Lifting of corporate veil permitted
Court would look at reality behind corporate veil when corporate character is employed to commit illegality or defraud others.
Financial Year of the company
The section 2(41) of the companies act 2013, the first “Financial Year” of the company be the period from the date of company registration. Section and subsequent Financial Years” of the company be the period from 1st April to 31st March in each year.
In case a company has to have a different financial year has mentioned above, it will be allowed to do so only if it is a subsidiary company or a holding company registered outside India. It is required to follow a different financial year for combination of tribunal and accounts.
Moreover, a body corporate or a company which exists on April 2014, being the date of start of new act. It shall within a period of two years.
Penalty for default
Penalty for not observing with the conditions of act 2013 under section 129 for indicating to section 210 of the act 1956 for the managing director, finance in-charge, chief financial officer, whole-time director or any other person charged by the board with the duty of indicating with the needs of this section.
Appointment of first auditors
Appointment and fixation of remuneration
The companies act 2013 of sub-section (6) of section 139, the first company auditor or auditors. The board of directors are decided to appoint the auditors and within one month of the registration date of the company. The auditor or auditors so appointed shall hold office until the conclusion of the company’s first annual general meeting.
Filling up of vacancy
If due to any condition, some or otherwise than by way of registration there arises a vacancy in the fist auditor of the company. The board may again appoint another company auditor or auditors to hold office.
Auditor appointed by company in general meeting
If the board, in either of the above cases, fails to exercise its power. The company in the extra ordinary general meeting to be held within 90 days. The first auditor is appointed and should be intimated with 7 days of his appointment.
Opening of first bank account
A current bank account must be opened in the company name.
The bank must be instructed to honor all cheques, promissory notes and orders drawn by and all bills accepted on behalf of the company.
The company secretary of the company be directed to provide to the bank certified true copy of the MOA. A list of names and specimen signatures of the same directors of the company authorized to sign on behalf of the company.
This decision shall remain in force until notice in writing of its cancellation or withdrawal is given to the bank by the company secretary of the company.
General powers of the board
Since a company cannot manage on its own being an artificial juristic person, section 179 of the act corresponding to section 291 of the 1956 act.

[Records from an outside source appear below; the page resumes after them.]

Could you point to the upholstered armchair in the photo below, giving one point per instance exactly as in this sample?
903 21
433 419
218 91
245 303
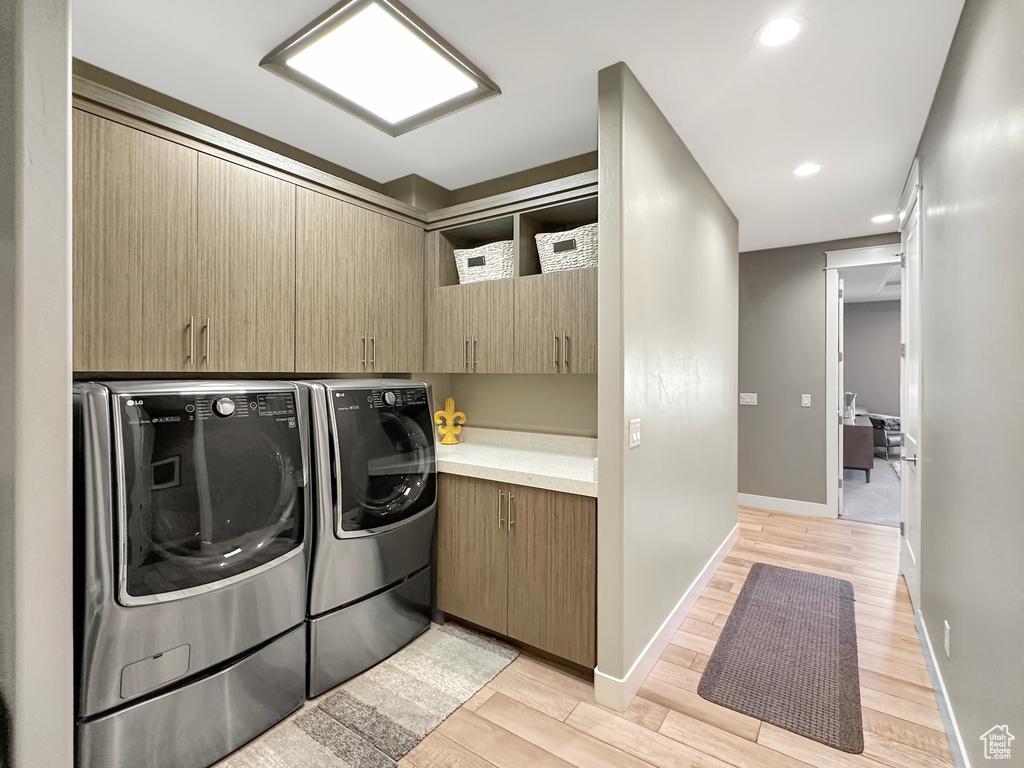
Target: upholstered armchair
887 432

Board’s power of authorization Resolution passed by circulation
Board resolutions for opening bank accounts in the company name in general may be passed by circulation under section 175 of the 2013 act.
Adoption of common seal
Under the companies act 2013, the possession of common seal with its name engraved on it in legible characters is no longer a statutory need of an incorporated body, having a legal personality of its own. The company has now an option in the matter of having a common seal. Company incorporation is mandatory for all small and medium companies.

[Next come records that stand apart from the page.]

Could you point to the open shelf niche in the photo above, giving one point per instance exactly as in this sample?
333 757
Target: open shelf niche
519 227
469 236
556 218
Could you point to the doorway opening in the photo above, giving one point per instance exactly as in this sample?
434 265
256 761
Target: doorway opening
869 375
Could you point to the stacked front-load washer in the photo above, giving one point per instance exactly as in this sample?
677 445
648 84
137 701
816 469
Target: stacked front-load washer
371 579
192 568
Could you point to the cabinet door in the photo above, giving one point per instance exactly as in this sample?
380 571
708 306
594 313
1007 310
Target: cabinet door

Seal – a symbolic representation
The company seal is a symbolic representation of the company. The idea of the use of seal is a relic of the past when emperors and kings, great or small, used to put an impression mainly of their signs on documents to indicate the authenticity of such documents. This type of symbol is to show authenticity was also use in India in the past.
Approved by board of common seal
The companies act in the U.K borrowed the idea from the common law imported and practice the same in the place of company law practice for the use of the seal as a symbol to show authenticity of documents is implemented by the company for their incorporation purpose.
Safe custody of common seal
Regulation 84 of Table ‘A’ schedule I of the act 1956 vests authority for the seal in the board. It also needs that the same should be affixed on any document.
Common Seal affixed on share certificates
Section 46 of the companies 2013 act, gives that a share certificate can be provided under the common seal. If any of the company signed by two directors or the company secretary.